Rule 303J provides as follows:
" Except by allowance of the court for good cause shown, no witness, other than an after discovered witness, may be called by a party at any subsequent trial who was not called as a witness by that party at the arbitration hearing." (Emphasis supplied.)
Thus Rule 303J does not absolutely prohibit the calling of a witness at trial who was not called at the arbitration hearing. The Rule contemplates exceptions when extenuating circumstances exist. I believe that this caveat, that is, "except by allowance of the court for good cause shown," preserves the validity of Rule 303J. Where a party voluntarily refrains from calling a witness, or fails to advance a reasonable explanation*fn1 for not calling the witness, I do not think a rule of court which precludes that witness from testifying at a subsequent trial is inconsistent with either the Constitution or laws of this Commonwealth.
The order of the lower court should be reversed.
Dissenting Opinion by Price, J.:
I must dissent. The Pennsylvania Supreme Court in Smith Case, 381 Pa. 223, 231, 112 A.2d 625, 629 (1955), has said on this subject: "All that is required is that the
[ 237 Pa. Super. Page 56]
right of appeal for the purpose of presenting the issue to a jury must not be burdened by the imposition of onerous conditions, restrictions or regulations which would make the right practically unavailable."
Clearly Rule 303J of the Court of Common Pleas of Allegheny County is not such a forbidden rule. It is clear and not capable of misunderstanding. It is a pre-trial rule applying to any trial subsequent to an arbitration hearing. Its obvious purpose is to insure that the proceeding before arbitrators is full and complete and that such an award be based on all of the evidence that is available.

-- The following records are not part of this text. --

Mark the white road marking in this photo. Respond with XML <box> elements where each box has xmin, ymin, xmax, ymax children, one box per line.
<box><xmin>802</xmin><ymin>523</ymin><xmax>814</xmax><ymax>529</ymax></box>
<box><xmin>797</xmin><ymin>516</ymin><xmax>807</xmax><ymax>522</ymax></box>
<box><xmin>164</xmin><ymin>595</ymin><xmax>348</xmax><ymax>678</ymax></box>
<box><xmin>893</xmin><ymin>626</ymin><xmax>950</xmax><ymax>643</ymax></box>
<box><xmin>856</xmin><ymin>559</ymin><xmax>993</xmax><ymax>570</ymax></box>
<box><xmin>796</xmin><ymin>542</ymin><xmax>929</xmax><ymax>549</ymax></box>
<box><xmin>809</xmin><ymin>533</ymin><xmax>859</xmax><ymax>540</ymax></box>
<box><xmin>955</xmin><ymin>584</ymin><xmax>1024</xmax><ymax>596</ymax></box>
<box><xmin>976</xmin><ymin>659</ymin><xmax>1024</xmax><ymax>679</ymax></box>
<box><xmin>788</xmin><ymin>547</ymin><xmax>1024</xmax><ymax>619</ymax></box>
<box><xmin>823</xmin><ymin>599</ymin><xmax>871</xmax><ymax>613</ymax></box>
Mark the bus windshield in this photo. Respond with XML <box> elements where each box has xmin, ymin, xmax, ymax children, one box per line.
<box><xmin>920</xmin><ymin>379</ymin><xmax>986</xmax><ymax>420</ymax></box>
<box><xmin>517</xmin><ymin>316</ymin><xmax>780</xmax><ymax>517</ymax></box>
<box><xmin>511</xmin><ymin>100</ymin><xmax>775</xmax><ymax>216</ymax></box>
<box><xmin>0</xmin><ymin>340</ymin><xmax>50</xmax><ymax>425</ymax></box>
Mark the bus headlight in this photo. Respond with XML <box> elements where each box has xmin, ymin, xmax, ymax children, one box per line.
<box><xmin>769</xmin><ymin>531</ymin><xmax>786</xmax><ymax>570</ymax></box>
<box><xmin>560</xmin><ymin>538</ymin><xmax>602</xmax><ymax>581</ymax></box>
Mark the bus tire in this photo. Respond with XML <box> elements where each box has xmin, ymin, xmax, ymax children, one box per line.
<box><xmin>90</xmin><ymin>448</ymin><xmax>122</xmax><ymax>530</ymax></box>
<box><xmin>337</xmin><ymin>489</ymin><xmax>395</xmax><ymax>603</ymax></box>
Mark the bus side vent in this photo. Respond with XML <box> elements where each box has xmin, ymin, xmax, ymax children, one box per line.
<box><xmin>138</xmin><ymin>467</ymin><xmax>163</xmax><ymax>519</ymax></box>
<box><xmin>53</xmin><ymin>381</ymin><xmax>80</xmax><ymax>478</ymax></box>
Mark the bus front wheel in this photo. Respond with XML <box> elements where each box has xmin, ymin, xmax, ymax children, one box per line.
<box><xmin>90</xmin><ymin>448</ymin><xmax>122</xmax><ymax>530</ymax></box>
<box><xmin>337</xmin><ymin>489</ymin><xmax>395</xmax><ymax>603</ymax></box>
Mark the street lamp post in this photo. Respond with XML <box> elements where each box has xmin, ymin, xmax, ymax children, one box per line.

It catches the spirit of Smith Case, supra, in that it attempts to insure the greatest likelihood that a just decision will result and a corresponding lessening of the likelihood that a litigant will wish to appeal.
If we are to preserve compulsory arbitration as an effective tool in the administration of justice in this Commonwealth, we must protect the integrity and efficacy of the system. I greatly fear the majority opinion will emasculate the system by allowing any party to a case in arbitration to refrain from meaningful participation, gamble on the result, and if the gamble fails, take his appeal and have his case heard. Such a result could not be tolerated and, of course, would be directly contrary to the mandate of Smith Case, supra, and to the legislative mandate of the Arbitration Act.
The right to a trial by jury may properly be lost by plaintiffs in such a great variety of ways that I hesitate to attempt a complete listing. Some, certainly beyond challenge in our law today, are default judgments for want of an answer or other necessary pleadings, the bar of the statute of limitations, the application of judgment of non pros., the imposition of appropriate sanctions as authorized under the Rules of Civil Procedure relating to pre-trial matters, and failure to reissue process or serve process.
I deem the rule here involved to be constitutional under Smith Case, supra, in complete accord with legislative
[ 237 Pa. Super. Page 57]
mandate, and absolutely a proper rule for any of our Courts of Common Pleas to adopt in the best interests of justice and preservation of an efficient arbitration system.
I would, therefore, reverse the order granting a new trial and direct the entry of judgment for appellants pursuant to the jury verdict of May 24, 1974.